As part of the Serious Games Summit, journalist and and consultant Margaret Robertson investigated Maxis' Spore
in the context of serious games -- and in that exploration, made smart insights into the more general interest and debate around the title.
Challenged at the end of her presentation in the Q&A session that Spore
was never intended to be a serious game, Robertson admitted that she should have been more up front about that.
Arguments aside, Robertson's look at why Spore
has not been taken quite so seriously or taken up by educators as easily as we perhaps would expect provided insight into the complicated issues that arise from the pop science the game portrays.
In her words, "This is about looking at a game that was viewed to have enormous potential in so many fields, and looking at whether that has come to pass."
Robertson has spent the last year researching Spore
for magazine articles, speaking to Maxis developers, and also working on serious games for clients like the UK network Channel 4 -- so she has some perspective on both Spore
and the issues of using games to teach science.
The cell phase
Her talk was structured to parallel the phases from Spore
. It began with the cell phase, as does the game, and the topic of it was "Where did the excitement come from?" Answer: "The fact that it looked toward science for its themes was tremendously exciting." As Robertson recognizes from her own efforts, science is fascinating but making it palatable to a wide audience is difficult.
It was also exciting because The Sims
"had huge cultural traction", leading to the hope that the game would "really infiltrate people's mentality on a cultural level." The game also answered a pet question of the serious games industry, to a certain extent -- "What would it be like if I had £10 million instead of £10,000?"
At this point Robertson launched into the "creature phase" of her talk -- describing the game's structure and modes (which you can easily find a synopsis of elsewhere.)
But she did segue into one of the core debates about Spore
's viability as a science teaching tool: "One of the big concerns before the game came out and I think that it was confirmed when the game came out is that it radically misrepresents anything that could be considered evolution." Taking that further, she says "It has rather meanly but accurately described as not being an evolution simulator but a Mr. Potato Head simulator."
Tribal phase: What happened when the arguments started?
"What happened when the game came out was a huge amount of hot air. There was a huge debate about how good the game was, there was a huge debate about the DRM... And there was a big debate about the science," says Robertson.
While there was debate on whether the game represented evolution or intelligent design, the debate further fractured into sub-debates that were pro- and anti- both stances: it was said to represent all positions by different parties.
Adding to the debate, "One of the things that triggered the controversy was a show that aired on the National Geographic channel called How to Build a Better Being... After the show aired, a number of the scientists [interviewed in the show's segments] said that they had not been told that the show would contain anything about a game." The scientific community was put on the defensive.
Ultimately, this lead to author and scientist John Bohannon to embark on a series called Flunking Spore
, which "exhaustively catalogued all of the science it touches on." Similar information can be found on the scienceguild.org wiki.
Beyond addressing evolutionary topics, according to Robertson, "There was this hope that Spore
reflected something fundamentally of the scientific method." Unfortunately, she says, "The response was that the science of Spore
wasn't accurate and was actively misleading."
A blog called Anti Spore
arose, chronicling a Fundamentalist Christian response to the game -- and was eventually revealed to be a hoax.
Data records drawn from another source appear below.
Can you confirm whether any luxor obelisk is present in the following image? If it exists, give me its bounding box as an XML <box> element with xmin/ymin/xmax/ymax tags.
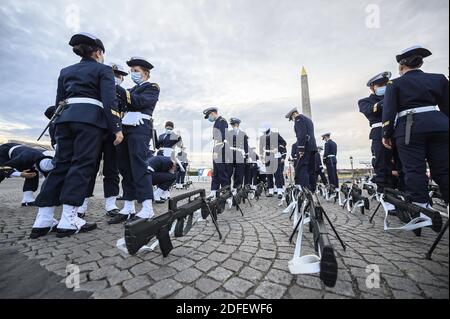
<box><xmin>302</xmin><ymin>67</ymin><xmax>312</xmax><ymax>119</ymax></box>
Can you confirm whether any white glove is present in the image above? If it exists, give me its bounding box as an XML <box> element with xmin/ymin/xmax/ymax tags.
<box><xmin>122</xmin><ymin>112</ymin><xmax>144</xmax><ymax>126</ymax></box>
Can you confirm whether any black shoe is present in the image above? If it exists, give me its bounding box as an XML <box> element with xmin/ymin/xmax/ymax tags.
<box><xmin>320</xmin><ymin>246</ymin><xmax>338</xmax><ymax>288</ymax></box>
<box><xmin>22</xmin><ymin>202</ymin><xmax>36</xmax><ymax>207</ymax></box>
<box><xmin>56</xmin><ymin>223</ymin><xmax>97</xmax><ymax>238</ymax></box>
<box><xmin>106</xmin><ymin>209</ymin><xmax>120</xmax><ymax>217</ymax></box>
<box><xmin>388</xmin><ymin>209</ymin><xmax>397</xmax><ymax>216</ymax></box>
<box><xmin>108</xmin><ymin>214</ymin><xmax>134</xmax><ymax>225</ymax></box>
<box><xmin>30</xmin><ymin>226</ymin><xmax>57</xmax><ymax>239</ymax></box>
<box><xmin>125</xmin><ymin>215</ymin><xmax>147</xmax><ymax>224</ymax></box>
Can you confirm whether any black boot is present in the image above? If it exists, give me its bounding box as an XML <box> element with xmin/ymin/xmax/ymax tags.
<box><xmin>108</xmin><ymin>214</ymin><xmax>135</xmax><ymax>225</ymax></box>
<box><xmin>56</xmin><ymin>223</ymin><xmax>97</xmax><ymax>238</ymax></box>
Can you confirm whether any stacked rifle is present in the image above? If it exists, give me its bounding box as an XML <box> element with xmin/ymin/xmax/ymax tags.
<box><xmin>124</xmin><ymin>186</ymin><xmax>248</xmax><ymax>257</ymax></box>
<box><xmin>284</xmin><ymin>186</ymin><xmax>346</xmax><ymax>287</ymax></box>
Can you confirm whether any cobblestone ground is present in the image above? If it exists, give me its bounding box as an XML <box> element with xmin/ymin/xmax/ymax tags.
<box><xmin>0</xmin><ymin>180</ymin><xmax>449</xmax><ymax>299</ymax></box>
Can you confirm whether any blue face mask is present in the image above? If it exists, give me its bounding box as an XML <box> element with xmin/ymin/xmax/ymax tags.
<box><xmin>375</xmin><ymin>86</ymin><xmax>386</xmax><ymax>96</ymax></box>
<box><xmin>131</xmin><ymin>72</ymin><xmax>142</xmax><ymax>84</ymax></box>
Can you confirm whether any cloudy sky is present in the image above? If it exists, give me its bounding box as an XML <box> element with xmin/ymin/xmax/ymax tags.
<box><xmin>0</xmin><ymin>0</ymin><xmax>449</xmax><ymax>167</ymax></box>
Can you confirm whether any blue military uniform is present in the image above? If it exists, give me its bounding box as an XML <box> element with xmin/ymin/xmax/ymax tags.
<box><xmin>259</xmin><ymin>129</ymin><xmax>287</xmax><ymax>196</ymax></box>
<box><xmin>314</xmin><ymin>152</ymin><xmax>328</xmax><ymax>185</ymax></box>
<box><xmin>176</xmin><ymin>151</ymin><xmax>189</xmax><ymax>188</ymax></box>
<box><xmin>116</xmin><ymin>63</ymin><xmax>160</xmax><ymax>203</ymax></box>
<box><xmin>0</xmin><ymin>143</ymin><xmax>52</xmax><ymax>206</ymax></box>
<box><xmin>31</xmin><ymin>33</ymin><xmax>122</xmax><ymax>238</ymax></box>
<box><xmin>244</xmin><ymin>149</ymin><xmax>259</xmax><ymax>187</ymax></box>
<box><xmin>148</xmin><ymin>156</ymin><xmax>176</xmax><ymax>191</ymax></box>
<box><xmin>358</xmin><ymin>72</ymin><xmax>394</xmax><ymax>193</ymax></box>
<box><xmin>323</xmin><ymin>134</ymin><xmax>339</xmax><ymax>188</ymax></box>
<box><xmin>157</xmin><ymin>132</ymin><xmax>181</xmax><ymax>157</ymax></box>
<box><xmin>227</xmin><ymin>118</ymin><xmax>248</xmax><ymax>189</ymax></box>
<box><xmin>383</xmin><ymin>47</ymin><xmax>449</xmax><ymax>204</ymax></box>
<box><xmin>203</xmin><ymin>107</ymin><xmax>231</xmax><ymax>192</ymax></box>
<box><xmin>286</xmin><ymin>109</ymin><xmax>317</xmax><ymax>191</ymax></box>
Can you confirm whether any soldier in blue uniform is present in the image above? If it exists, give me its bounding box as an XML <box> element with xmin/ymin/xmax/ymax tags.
<box><xmin>203</xmin><ymin>107</ymin><xmax>231</xmax><ymax>198</ymax></box>
<box><xmin>176</xmin><ymin>147</ymin><xmax>189</xmax><ymax>189</ymax></box>
<box><xmin>227</xmin><ymin>118</ymin><xmax>249</xmax><ymax>191</ymax></box>
<box><xmin>108</xmin><ymin>57</ymin><xmax>160</xmax><ymax>224</ymax></box>
<box><xmin>314</xmin><ymin>146</ymin><xmax>328</xmax><ymax>185</ymax></box>
<box><xmin>148</xmin><ymin>156</ymin><xmax>176</xmax><ymax>204</ymax></box>
<box><xmin>383</xmin><ymin>46</ymin><xmax>449</xmax><ymax>207</ymax></box>
<box><xmin>322</xmin><ymin>133</ymin><xmax>339</xmax><ymax>189</ymax></box>
<box><xmin>44</xmin><ymin>105</ymin><xmax>56</xmax><ymax>149</ymax></box>
<box><xmin>358</xmin><ymin>72</ymin><xmax>394</xmax><ymax>193</ymax></box>
<box><xmin>31</xmin><ymin>33</ymin><xmax>123</xmax><ymax>238</ymax></box>
<box><xmin>157</xmin><ymin>121</ymin><xmax>182</xmax><ymax>157</ymax></box>
<box><xmin>78</xmin><ymin>63</ymin><xmax>128</xmax><ymax>218</ymax></box>
<box><xmin>245</xmin><ymin>147</ymin><xmax>259</xmax><ymax>190</ymax></box>
<box><xmin>0</xmin><ymin>143</ymin><xmax>54</xmax><ymax>207</ymax></box>
<box><xmin>286</xmin><ymin>108</ymin><xmax>317</xmax><ymax>191</ymax></box>
<box><xmin>148</xmin><ymin>129</ymin><xmax>158</xmax><ymax>159</ymax></box>
<box><xmin>259</xmin><ymin>124</ymin><xmax>287</xmax><ymax>199</ymax></box>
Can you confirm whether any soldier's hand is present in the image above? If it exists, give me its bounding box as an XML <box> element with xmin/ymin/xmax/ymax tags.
<box><xmin>114</xmin><ymin>131</ymin><xmax>123</xmax><ymax>146</ymax></box>
<box><xmin>20</xmin><ymin>169</ymin><xmax>36</xmax><ymax>179</ymax></box>
<box><xmin>383</xmin><ymin>138</ymin><xmax>392</xmax><ymax>150</ymax></box>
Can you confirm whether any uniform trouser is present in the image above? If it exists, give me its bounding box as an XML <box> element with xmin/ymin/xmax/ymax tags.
<box><xmin>308</xmin><ymin>153</ymin><xmax>317</xmax><ymax>192</ymax></box>
<box><xmin>36</xmin><ymin>122</ymin><xmax>105</xmax><ymax>207</ymax></box>
<box><xmin>228</xmin><ymin>163</ymin><xmax>245</xmax><ymax>189</ymax></box>
<box><xmin>117</xmin><ymin>132</ymin><xmax>153</xmax><ymax>203</ymax></box>
<box><xmin>325</xmin><ymin>157</ymin><xmax>339</xmax><ymax>187</ymax></box>
<box><xmin>211</xmin><ymin>162</ymin><xmax>230</xmax><ymax>191</ymax></box>
<box><xmin>176</xmin><ymin>164</ymin><xmax>187</xmax><ymax>184</ymax></box>
<box><xmin>295</xmin><ymin>152</ymin><xmax>311</xmax><ymax>189</ymax></box>
<box><xmin>244</xmin><ymin>164</ymin><xmax>258</xmax><ymax>185</ymax></box>
<box><xmin>372</xmin><ymin>140</ymin><xmax>394</xmax><ymax>193</ymax></box>
<box><xmin>89</xmin><ymin>134</ymin><xmax>120</xmax><ymax>198</ymax></box>
<box><xmin>267</xmin><ymin>159</ymin><xmax>284</xmax><ymax>189</ymax></box>
<box><xmin>396</xmin><ymin>132</ymin><xmax>449</xmax><ymax>203</ymax></box>
<box><xmin>151</xmin><ymin>172</ymin><xmax>176</xmax><ymax>191</ymax></box>
<box><xmin>22</xmin><ymin>172</ymin><xmax>39</xmax><ymax>192</ymax></box>
<box><xmin>314</xmin><ymin>170</ymin><xmax>328</xmax><ymax>185</ymax></box>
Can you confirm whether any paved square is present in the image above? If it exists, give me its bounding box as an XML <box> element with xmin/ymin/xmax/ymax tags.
<box><xmin>0</xmin><ymin>180</ymin><xmax>449</xmax><ymax>299</ymax></box>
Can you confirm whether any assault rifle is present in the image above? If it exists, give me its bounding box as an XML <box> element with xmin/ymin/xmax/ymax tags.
<box><xmin>350</xmin><ymin>184</ymin><xmax>370</xmax><ymax>215</ymax></box>
<box><xmin>370</xmin><ymin>188</ymin><xmax>442</xmax><ymax>236</ymax></box>
<box><xmin>289</xmin><ymin>189</ymin><xmax>346</xmax><ymax>287</ymax></box>
<box><xmin>37</xmin><ymin>101</ymin><xmax>67</xmax><ymax>141</ymax></box>
<box><xmin>125</xmin><ymin>189</ymin><xmax>222</xmax><ymax>257</ymax></box>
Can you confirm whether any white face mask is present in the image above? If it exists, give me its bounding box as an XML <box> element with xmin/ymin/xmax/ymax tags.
<box><xmin>375</xmin><ymin>86</ymin><xmax>386</xmax><ymax>96</ymax></box>
<box><xmin>114</xmin><ymin>77</ymin><xmax>123</xmax><ymax>85</ymax></box>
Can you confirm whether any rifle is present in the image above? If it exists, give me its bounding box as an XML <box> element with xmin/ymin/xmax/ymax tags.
<box><xmin>0</xmin><ymin>166</ymin><xmax>15</xmax><ymax>183</ymax></box>
<box><xmin>125</xmin><ymin>189</ymin><xmax>222</xmax><ymax>257</ymax></box>
<box><xmin>384</xmin><ymin>188</ymin><xmax>442</xmax><ymax>236</ymax></box>
<box><xmin>350</xmin><ymin>184</ymin><xmax>370</xmax><ymax>215</ymax></box>
<box><xmin>289</xmin><ymin>189</ymin><xmax>346</xmax><ymax>287</ymax></box>
<box><xmin>37</xmin><ymin>101</ymin><xmax>67</xmax><ymax>141</ymax></box>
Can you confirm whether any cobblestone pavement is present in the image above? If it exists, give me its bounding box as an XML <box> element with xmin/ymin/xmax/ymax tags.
<box><xmin>0</xmin><ymin>180</ymin><xmax>449</xmax><ymax>299</ymax></box>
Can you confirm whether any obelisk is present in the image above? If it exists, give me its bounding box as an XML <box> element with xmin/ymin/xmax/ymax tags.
<box><xmin>302</xmin><ymin>67</ymin><xmax>312</xmax><ymax>119</ymax></box>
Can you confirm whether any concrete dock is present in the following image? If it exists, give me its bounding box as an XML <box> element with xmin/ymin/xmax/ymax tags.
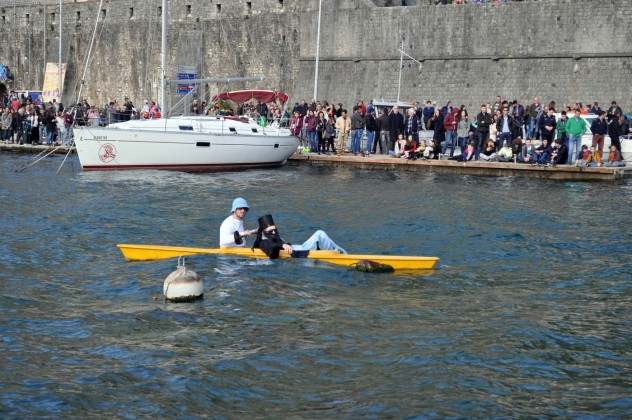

To Robertson, what this doesn't reveal the discussion to be meaningless; instead, "...actually this is staggering to me, because this is a game that caused tens of thousands of people to be forced to articulate their profound thoughts on who they are and their place in the universe."
"We don't talk enough about the potential of games to be valuable as polemics...", says Robertson. "Spore
isn't god vs. science, but all of this grew out of this. What other debates could we be having... In other contexts?"
Civ phase: What have we actually built with these tools?
Robertson has launched an investigation to find out what sorts of teachers are using Spore
to teach science. She says, however, "They don't exist. I've done a whole bunch of research and I've not found anyone using Spore
to teach science." Instead, Spore
is being used in ways that may surprise the gaming audience.
It's being used for applications from creative writing (helping kids understand story construction and perspective) to introduction to 3D modeling and teaching teamwork -- particularly with kids with developmental disabilities. It's also being used for emotional literacy work with autism -- where educators are looking at games as tools for communication.
Per Robertson, there are many common elements of the Spore
-utilizing educators she's spoken to. Nobody is using the game itself; all are using the free Creature Creator
tool -- because it's free, which frees them both from expense and from paperwork and bureaucracy. It's being used with young kids -- under 12. It's being used collaboratively, again mainly because of financial (equipment) restrictions, and it's being used in ways that can be output in other media -- as skits, stories, or comics (using the mashon.org Spore
So why don't educators use the full game? "The science was a huge problem for many people," says Robertson. It's also too expensive and EA does not offer any sort of flexible educational licensing program (a complaint echoed and amplified by an audience member at the end of the session.) It's also too time-consuming to play the game through, and too complicated in its many phases.
It's also much too soon, says Robertson, to gauge is uptake -- the game has only existed since release to most educators, and it was released in September, the beginning of most Western school years and too late to be incorporated into many lesson plans.
There is also still a lot of prejudice against using games from many teachers and parents. Crucially, its "TTP factor" -- i.e. "time to penis", or "how long it will take a room full of kids to make something rude with the tools that you give them" is too short for junior high-age educators.
Space phase: Where does Spore go from here?
Robertson sees ancillary benefits of Spore
beyond the core game and its Creature Creator
. The Spore
Prototypes, some of which have been released by Maxis and which are accessible here
, according to Robertson, "They do everything right the game does wrong... They're quick, they're scientifically accurate." The Spore
API also opens up potential applications from outside developers.
And while the game may not function to educate players on the scientific method, it is a lab -- to examine its players, says Robertson. "One of the really interesting things that happens is when you look at Spore
as a repository of the decisions people make."
was unable to become a teaching tool easily, says Robertson, because "Spore
didn't really have any [scientifically trained] subject advocates... The team did a lot of PR. They're very well-read but they're not scientists." Moreover, "EA didn't define [the debate] before it came out." There were also no teaching advocates to promote the game to educators.
What lessons can public and teacher reaction to Spore
teach those in the serious games space? Offer a free version of your game to get them hooked, as with the Creature Creator.
Collaborative play is key for classrooms, "because often there isn't enough kit to go around, and often teachers don't want to create classroom environments where kids are locked down doing one thing on their own." Flexible output -- like the easy YouTube, jpeg and comic book elements of Spore
, make it a more valuable asset to teachers.
After the presentation, one questioner asked Robertson if the giant budget really was an asset to the game, and she did demure. In her own experience with serious games, "The most successful projects that we have done have been the cheapest... The big projects fall prey to a bunch of wastage, and to feature creep, and to confusion to what you're going to focus on."